October 12, 2024

Mikayla Macfarlane

Serving technology better

AI, chatbots, and augmented reality lead the top tech trends of the week

2 min read
AI, chatbots, and augmented reality lead the top tech trends of the week


Meta Ray-Ban Smart Glasses ZDNET

June Wan/ZDNET

In week two of the ZDNET Innovation Index, artificial intelligence and especially generative AI are leading the list, again. That’s clearly not going to shock you and we should certainly expect that trend to continue since there’s more news, interest, and investment in AI than any other topic in tech right now. 

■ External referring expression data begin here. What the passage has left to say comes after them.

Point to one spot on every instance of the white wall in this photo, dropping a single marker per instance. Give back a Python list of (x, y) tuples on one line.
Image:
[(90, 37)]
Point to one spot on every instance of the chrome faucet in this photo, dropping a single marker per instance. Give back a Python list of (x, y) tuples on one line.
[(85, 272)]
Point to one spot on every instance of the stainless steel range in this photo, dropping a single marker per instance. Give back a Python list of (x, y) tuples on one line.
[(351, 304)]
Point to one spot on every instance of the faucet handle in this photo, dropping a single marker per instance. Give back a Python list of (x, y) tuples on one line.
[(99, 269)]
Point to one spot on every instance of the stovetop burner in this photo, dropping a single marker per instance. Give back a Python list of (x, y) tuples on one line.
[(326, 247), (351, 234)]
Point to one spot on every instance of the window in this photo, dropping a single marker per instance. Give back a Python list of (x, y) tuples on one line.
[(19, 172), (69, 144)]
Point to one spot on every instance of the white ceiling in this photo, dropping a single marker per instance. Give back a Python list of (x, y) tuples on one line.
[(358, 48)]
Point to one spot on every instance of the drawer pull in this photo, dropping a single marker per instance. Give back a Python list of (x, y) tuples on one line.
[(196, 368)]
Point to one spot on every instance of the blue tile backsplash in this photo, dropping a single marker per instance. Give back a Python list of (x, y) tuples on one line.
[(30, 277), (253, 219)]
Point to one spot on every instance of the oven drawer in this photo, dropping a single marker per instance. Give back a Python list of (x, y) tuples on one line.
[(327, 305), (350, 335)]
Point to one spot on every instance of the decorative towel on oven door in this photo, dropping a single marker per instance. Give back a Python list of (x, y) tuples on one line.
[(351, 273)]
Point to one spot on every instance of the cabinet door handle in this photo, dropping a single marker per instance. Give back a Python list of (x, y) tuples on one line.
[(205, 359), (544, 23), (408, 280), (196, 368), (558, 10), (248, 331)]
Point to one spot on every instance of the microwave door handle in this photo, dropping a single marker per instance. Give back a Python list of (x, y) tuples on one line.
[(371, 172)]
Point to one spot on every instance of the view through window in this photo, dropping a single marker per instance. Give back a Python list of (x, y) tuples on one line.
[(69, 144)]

If you’re not familiar with last week’s launch, the Innovation Index highlights the top trends in tech based on a vote from our panel of journalists and analysts. We’re especially looking for the developments that are the most innovative and will have the biggest impact on the future. ZDNET’s editorial leaders narrow down the top 10 trends of the week and then our panel votes to rank the top four.

This week’s leading trends were:

  1. Microsoft Copilot now lets you create your own custom chatbots
  2. EnCharge AI breakthrough could solve generative AI’s power problem
  3. Meta Ray-Ban smartglasses can now identify landmarks
  4. AWS launches tool to validate the helpfulness of AI models

Our panel unequivocally selected Microsoft Copilot rolling out custom chatbots as the top story of the week. Copilot Pro users can now use personalized instructions to make their own conversational bots and can even choose to share them with others or keep them private. Of course, one of the biggest challenges with all of today’s generative AI chatbots is that they consume an incredible amount of energy. Startup EnCharge AI has a potential breakthrough that could run AI models on lower powered chips using in-memory compute (IMC) and bringing genAI to edge computing.

The only non-AI development on the list this week was Meta Ray-Ban smartglasses rolling out a new augmented reality feature where the glasses can use their cameras to identify local landmarks. Of course, they use AI to do that so maybe it’s not such a non-AI story. 

Lastly, Amazon’s AWS team launched a new tool to help business sort through the tidal wave of new generative AI tools by validating the helpfulness of genAI models based on standards that the AWS team is developing.